I expect that other pumps function in essentially the same way – i.e. delivering their smallest metered dose in even increments over the hour to achieve the set basal rate.
I’ll be interested to see people’s experiences, too. FYI, when I was on Lantus I did find that splitting the dose into two shots a day made a dramatic difference for the better in my numbers (and prevented the spikes that were happening when Lantus worse off in the evening), but didn’t affect the DP issue at all. I’ll be interested not only in those with varying basal needs throughout the day, but also those who use the temporary basal feature on pumps (i.e., I reduce my basal rate by 10-20% for eight to twelve hours after moderate to intense exercise) and those who have sharp rises and falls in basal needs due to hormones or other factors (this month my basal needs rose by 12 units due to hormones, and will suddenly drop back a similar amount at some point). I’ve found that when I’m keeping my A1c around 6.0% I’m using way more frequent basal adjustments and temporary basal rates than when I’m keeping my A1c around 7.0%…

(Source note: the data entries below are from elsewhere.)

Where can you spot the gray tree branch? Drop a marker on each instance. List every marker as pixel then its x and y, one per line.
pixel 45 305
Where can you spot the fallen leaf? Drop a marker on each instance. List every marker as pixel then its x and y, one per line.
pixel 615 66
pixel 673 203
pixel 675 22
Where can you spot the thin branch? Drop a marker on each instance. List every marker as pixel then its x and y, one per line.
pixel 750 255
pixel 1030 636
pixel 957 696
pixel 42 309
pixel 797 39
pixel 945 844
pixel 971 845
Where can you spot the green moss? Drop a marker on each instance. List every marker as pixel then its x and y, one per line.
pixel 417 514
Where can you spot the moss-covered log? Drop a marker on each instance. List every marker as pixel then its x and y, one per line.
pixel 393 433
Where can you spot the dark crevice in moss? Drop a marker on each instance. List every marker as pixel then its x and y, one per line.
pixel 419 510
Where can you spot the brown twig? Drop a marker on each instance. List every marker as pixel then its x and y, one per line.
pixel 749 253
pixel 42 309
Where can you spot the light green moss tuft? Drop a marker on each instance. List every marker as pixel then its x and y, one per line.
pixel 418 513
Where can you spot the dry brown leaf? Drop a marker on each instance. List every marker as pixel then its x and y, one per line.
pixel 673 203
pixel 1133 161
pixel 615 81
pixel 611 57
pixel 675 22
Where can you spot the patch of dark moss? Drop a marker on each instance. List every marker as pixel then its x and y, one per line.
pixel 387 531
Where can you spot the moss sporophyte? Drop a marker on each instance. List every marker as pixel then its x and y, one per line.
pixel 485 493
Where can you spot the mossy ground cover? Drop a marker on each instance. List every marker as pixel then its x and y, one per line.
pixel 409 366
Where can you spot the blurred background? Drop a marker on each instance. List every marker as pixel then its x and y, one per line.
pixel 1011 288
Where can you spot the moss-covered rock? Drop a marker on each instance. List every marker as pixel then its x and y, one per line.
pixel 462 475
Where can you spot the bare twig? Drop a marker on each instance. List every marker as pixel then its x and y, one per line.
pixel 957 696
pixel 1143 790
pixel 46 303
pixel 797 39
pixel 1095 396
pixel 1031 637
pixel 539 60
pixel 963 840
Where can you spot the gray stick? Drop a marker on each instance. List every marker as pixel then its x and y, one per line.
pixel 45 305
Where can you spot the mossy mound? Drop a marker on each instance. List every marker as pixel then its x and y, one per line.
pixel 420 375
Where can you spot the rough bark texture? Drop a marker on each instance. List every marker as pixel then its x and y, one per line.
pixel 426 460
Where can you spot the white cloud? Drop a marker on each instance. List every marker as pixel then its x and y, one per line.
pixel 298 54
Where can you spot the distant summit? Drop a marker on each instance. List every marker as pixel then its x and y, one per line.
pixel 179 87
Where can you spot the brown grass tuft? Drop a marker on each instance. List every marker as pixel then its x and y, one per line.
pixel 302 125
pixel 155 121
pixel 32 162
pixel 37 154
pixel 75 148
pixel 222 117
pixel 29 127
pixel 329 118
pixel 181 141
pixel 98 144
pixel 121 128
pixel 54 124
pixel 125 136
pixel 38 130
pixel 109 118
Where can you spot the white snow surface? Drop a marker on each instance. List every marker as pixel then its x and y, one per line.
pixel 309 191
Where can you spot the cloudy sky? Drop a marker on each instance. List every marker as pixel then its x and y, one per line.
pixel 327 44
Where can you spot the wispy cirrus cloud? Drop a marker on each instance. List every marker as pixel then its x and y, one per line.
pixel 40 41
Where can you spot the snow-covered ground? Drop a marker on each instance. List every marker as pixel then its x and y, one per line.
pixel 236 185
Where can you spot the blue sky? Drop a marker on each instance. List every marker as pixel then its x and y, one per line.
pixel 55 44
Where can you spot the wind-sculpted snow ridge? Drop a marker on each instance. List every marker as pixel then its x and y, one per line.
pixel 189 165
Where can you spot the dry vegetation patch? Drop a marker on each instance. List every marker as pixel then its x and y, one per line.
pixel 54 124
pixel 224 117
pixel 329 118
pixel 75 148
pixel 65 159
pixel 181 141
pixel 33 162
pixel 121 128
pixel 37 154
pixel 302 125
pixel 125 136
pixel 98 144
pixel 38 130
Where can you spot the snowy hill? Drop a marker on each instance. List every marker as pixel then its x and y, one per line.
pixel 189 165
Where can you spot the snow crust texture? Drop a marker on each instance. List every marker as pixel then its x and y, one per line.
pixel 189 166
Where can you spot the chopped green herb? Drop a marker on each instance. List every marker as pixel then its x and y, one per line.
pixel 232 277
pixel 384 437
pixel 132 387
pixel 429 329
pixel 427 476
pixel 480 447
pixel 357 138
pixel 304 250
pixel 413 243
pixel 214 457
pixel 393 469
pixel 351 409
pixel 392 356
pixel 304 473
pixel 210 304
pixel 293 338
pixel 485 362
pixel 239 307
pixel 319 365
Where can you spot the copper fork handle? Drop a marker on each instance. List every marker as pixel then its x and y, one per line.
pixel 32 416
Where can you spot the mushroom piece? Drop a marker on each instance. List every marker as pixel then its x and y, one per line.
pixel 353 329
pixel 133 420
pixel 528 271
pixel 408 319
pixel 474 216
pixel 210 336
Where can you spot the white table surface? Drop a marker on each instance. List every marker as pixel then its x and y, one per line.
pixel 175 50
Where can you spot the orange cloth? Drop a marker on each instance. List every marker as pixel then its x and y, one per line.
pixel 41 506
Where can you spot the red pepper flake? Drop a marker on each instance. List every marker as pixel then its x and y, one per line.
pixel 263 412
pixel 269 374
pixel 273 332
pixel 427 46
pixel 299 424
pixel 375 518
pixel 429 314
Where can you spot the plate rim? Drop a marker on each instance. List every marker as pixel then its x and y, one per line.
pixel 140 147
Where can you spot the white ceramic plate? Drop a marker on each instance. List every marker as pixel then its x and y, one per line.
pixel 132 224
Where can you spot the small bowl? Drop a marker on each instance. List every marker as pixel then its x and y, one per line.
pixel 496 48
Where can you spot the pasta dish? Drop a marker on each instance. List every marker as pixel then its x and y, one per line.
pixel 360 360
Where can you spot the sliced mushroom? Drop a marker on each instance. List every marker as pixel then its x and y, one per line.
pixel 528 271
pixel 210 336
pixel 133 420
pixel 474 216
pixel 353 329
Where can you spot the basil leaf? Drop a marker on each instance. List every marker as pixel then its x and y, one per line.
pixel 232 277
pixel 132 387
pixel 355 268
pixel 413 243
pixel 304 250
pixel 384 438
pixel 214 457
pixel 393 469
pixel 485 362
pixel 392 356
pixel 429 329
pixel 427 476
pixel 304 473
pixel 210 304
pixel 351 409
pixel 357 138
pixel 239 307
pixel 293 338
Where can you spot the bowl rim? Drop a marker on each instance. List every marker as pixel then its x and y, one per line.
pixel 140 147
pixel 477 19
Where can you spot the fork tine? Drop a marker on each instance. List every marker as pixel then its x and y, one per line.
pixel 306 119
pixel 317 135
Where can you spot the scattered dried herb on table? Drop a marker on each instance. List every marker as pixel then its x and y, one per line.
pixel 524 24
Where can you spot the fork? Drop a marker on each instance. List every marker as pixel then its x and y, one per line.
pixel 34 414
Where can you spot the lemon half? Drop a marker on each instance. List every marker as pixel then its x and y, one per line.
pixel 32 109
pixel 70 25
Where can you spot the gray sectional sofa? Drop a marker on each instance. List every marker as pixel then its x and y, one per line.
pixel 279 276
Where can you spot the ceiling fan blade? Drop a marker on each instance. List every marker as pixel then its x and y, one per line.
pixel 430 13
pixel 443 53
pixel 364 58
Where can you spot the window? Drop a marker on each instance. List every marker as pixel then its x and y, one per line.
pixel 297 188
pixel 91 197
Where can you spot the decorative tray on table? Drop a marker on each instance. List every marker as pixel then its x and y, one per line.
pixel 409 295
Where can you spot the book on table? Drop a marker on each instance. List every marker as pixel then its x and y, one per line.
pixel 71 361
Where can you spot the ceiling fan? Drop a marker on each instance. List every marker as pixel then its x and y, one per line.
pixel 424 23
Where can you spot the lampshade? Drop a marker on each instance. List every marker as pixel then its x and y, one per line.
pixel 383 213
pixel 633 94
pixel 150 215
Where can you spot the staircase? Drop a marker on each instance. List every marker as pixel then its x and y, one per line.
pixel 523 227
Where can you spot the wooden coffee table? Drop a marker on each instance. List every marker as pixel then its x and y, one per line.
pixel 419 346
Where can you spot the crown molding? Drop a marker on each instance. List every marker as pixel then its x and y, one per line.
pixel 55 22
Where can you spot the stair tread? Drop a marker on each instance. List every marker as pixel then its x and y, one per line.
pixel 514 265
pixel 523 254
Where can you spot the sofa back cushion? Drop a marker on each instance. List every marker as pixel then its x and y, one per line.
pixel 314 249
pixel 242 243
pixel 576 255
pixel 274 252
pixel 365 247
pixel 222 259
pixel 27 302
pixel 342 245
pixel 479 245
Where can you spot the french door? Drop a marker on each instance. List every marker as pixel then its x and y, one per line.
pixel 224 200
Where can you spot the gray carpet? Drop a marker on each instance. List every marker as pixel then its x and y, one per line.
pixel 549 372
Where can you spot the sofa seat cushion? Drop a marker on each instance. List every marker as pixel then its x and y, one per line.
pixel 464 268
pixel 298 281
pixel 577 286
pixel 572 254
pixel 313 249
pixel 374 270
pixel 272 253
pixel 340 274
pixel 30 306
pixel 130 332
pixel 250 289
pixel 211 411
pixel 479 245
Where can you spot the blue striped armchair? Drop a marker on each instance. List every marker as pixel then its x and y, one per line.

@Jen, I also wonder how well a Tresiba regimen works for those occasions where temp basals would otherwise come into play. Lately I’ve had very few lows; however, those few mild lows that have happened have been easily managed by setting a -50% (or more) temp basal for 1.5-2 hours, On an ultra-long-acting insulin that would be impossible. I wonder, though, would those occasions prove so rare with Tresiba that it wouldn’t be a concern?